Semakin hari kesehatanku bukannya membaik tapi malah memburuk, aku meminta agar dirawat di rumah saja daripada di rumah sakit, meskipun aku tahu Ayah masih mampu untuk membiayai pengobatanku di rumah sakit. Saat aku berkemas untuk pulang Radho datang dan mengatakan bahwa ia akan ada tugas kantor di Malaysia. Ia berpamitan kemudian ia pergi. Sebenarnya aku sedih ia pergi, namun tak apalah. Aku sudah menganggapnya sebagai Kakakku sendiri. Sekarang aku hanya dapat terbaring di kamar. Dan tak bisa beraktivitas seperti dulu lagi. Aku menangis meratapi semua ini. Aku belum bisa membuat Ayahku bangga dan bahagia yang ku perbuat malah merepotkan mereka. Ya Tuhan berikanlah Ayahku kesabaran. Aku sangat menyayanginya. Dan aku mau Ayah akan bahagia bila nanti aku sudah tiada.
Pagi-pagi aku sudah bangun, aku ingin membantu Bibi Retno untuk masak di dapur. Tapi kali itu Bekti datang ke rumah membawakanku cokelat. Dia mengucapkan selamat ulang tahun padaku, padahal aku sendiri sudah lupa dengan hari lahirku sendiri. Dia mengajakku untuk jalan-jalan. Aku mau karena aku memang benar-benar merindukan Bekti. Dia mengajakku ke taman. Dia menceritakan semua perasaannya padaku.
"Sebenarnya aku sangat mencintaimu Reta" ucap Bekti padaku. Aku tersenyum lalu ku jawab.
"Lesty?" dia memotong jawabanku, dan ia memelukku.
"Benar aku memang bersama Lesty tapi ketahuilah aku sangat mencintaimu, aku ingin bersamamu." Aku marah dengannya karena Bekti sudah mengingkari janjinya padaku dan mengacewakan Lesty.
"Kamu nggak boleh seenaknya pergi ninggalin Lesty, dia sayang sama kamu, kamu harus sama dia. Aku gak apa-apa kok sayang." Ku kecup pipi Bekti dan aku pergi ninggalin dia di taman itu.

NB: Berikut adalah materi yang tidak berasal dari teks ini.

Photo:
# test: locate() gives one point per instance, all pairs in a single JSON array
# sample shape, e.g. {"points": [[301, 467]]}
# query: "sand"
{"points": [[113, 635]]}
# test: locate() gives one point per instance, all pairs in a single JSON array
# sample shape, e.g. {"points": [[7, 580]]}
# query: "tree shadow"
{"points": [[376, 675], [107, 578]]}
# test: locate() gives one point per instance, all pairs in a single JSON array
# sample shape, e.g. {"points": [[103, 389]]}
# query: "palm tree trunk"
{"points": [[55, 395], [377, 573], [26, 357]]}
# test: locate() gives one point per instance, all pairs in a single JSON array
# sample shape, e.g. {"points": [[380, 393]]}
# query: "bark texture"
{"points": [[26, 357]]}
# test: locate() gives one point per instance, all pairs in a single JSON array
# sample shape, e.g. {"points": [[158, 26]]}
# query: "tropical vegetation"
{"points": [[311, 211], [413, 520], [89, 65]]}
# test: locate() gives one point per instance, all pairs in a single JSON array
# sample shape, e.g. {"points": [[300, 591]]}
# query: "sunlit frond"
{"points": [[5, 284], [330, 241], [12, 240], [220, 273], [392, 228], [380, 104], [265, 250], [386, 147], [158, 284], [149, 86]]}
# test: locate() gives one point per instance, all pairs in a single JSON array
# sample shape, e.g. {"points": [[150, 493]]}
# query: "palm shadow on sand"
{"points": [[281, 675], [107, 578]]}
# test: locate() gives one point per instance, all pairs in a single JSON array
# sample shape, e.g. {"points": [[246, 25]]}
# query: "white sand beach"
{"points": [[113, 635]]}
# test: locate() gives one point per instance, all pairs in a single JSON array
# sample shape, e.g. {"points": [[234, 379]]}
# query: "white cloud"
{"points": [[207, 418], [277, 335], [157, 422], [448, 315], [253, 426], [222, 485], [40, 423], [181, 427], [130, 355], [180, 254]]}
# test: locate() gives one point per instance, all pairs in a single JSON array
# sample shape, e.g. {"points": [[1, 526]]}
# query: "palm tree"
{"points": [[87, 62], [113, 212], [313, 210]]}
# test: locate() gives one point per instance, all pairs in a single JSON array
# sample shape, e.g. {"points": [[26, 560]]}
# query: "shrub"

Sejak saat itu aku tak menghubungi Bekti lagi. Aku ingin menjauh darinya. Di saat yang bersamaan Radho menghubungiku dan menanyakan keadaanku namun tak aku balas karena aku sedang dirawat di rumah sakit lagi. Saat itu aku mengalami sakit yang luar biasa. Rasanya sudah cukup sampai di sini perjalan hidupku ini. Aku sudah tak sanggup lagi meskipun sebenarnya aku masih ingin bersama orang-orang yang aku sayangi. Sebelum aku pergi untuk selamanya aku meninggalkan sedikit goresan tanganku untuk orang-orang yang ku sayangi terutama Bekti.
"Aku sayang kalian semua, untuk Bekti tetaplah menjadi bintang yang bersinar dalam hatiku." Itulah kata terakhirku.
Dan kini aku merasa bebas setelah semua terluapkan, aku bisa pegi dengan tenang. Kini tuntas sudah perjalanku yang penuh dengan liku, aku telah sampai pada pemberhentian itu. Kini semua ku serahkan pada kalian bagaimana akan mengenangku nanti. Kenangan yang indah atukah sebaliknya.